Benefits mistakes affect more than 8,000 in NI
Mistakes in paying sickness benefits are likely to have affected more than 8,000 claimants in Northern Ireland, a Stormont department has said.
The figure was revealed after a query from SDLP MLA Nichola Mallon, who said those affected have been underpaid by an average of about £3,000 each.
The error, which applies to Employment and Support Allowance, was identified in an Audit Office report last month.
Ms Mallon said there was no question it "forced people further into poverty".
"The fact that some 8,000 ESA claimants here have been underpaid an average of £3,000 each as a result of another benefit blunder is scandalous," she said.
"The fact that this shocking information has only come to light after the SDLP pursued the matter is also concerning."
Last month, a report from the National Audit Office stated that the Department for Work and Pensions "has underpaid an estimated 70,000 people" in the UK who were in receipt of Employment and Support Allowance (ESA) since 2011.
Following that publication, Ms Mallon wrote to Stormont's Department for Communities to ask if claimants in Northern Ireland had been affected by the mistake.
On Thursday, a spokeswoman for the Department for Communities confirmed they had established that "just over 8,000 Northern Ireland claimants may be affected".
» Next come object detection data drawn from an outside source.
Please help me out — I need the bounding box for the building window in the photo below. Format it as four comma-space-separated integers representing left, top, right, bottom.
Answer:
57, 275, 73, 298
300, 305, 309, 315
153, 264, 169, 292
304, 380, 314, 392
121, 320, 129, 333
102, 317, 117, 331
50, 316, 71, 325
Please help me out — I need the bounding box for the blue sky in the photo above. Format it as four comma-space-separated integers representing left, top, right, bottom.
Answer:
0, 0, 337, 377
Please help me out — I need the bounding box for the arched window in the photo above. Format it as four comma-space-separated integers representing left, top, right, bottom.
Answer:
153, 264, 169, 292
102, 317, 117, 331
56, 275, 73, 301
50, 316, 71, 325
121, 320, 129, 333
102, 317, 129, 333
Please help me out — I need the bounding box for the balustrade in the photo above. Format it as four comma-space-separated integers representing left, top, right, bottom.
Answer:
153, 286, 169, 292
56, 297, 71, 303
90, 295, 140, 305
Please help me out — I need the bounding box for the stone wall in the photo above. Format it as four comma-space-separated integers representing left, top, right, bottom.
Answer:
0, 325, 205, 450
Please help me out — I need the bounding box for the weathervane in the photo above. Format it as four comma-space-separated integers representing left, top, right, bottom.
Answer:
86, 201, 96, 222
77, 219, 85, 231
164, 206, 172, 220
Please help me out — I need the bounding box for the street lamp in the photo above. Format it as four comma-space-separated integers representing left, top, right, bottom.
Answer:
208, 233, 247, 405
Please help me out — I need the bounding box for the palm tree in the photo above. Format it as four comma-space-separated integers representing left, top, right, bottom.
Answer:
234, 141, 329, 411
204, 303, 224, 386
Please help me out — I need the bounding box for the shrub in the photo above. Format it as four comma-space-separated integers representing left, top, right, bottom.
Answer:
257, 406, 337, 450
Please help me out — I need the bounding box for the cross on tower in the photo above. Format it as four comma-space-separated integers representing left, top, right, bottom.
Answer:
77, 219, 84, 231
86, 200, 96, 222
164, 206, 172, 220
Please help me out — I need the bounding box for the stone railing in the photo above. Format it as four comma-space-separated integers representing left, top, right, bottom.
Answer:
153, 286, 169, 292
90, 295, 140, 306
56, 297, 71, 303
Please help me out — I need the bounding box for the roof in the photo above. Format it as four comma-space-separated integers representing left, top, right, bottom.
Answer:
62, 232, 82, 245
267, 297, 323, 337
Ms Mallon called on the department to "set out clearly how and when those affected will be paid what they are owed".
"The lives of vulnerable claimants are tough enough without being denied the support they are entitled to for seven years," the MLA added.
The Department for Communities has confirmed that it will make direct contact with all claimants affected by the error.
"In line with the Department for Work and Pensions approach, we will aim to complete a review of all affected cases by April 2019," the spokeswoman added.
Employment and Support Allowance was introduced in the UK by the Labour government in 2008 to replace incapacity benefit.
It is paid to benefits claimants with long-term chronic health conditions.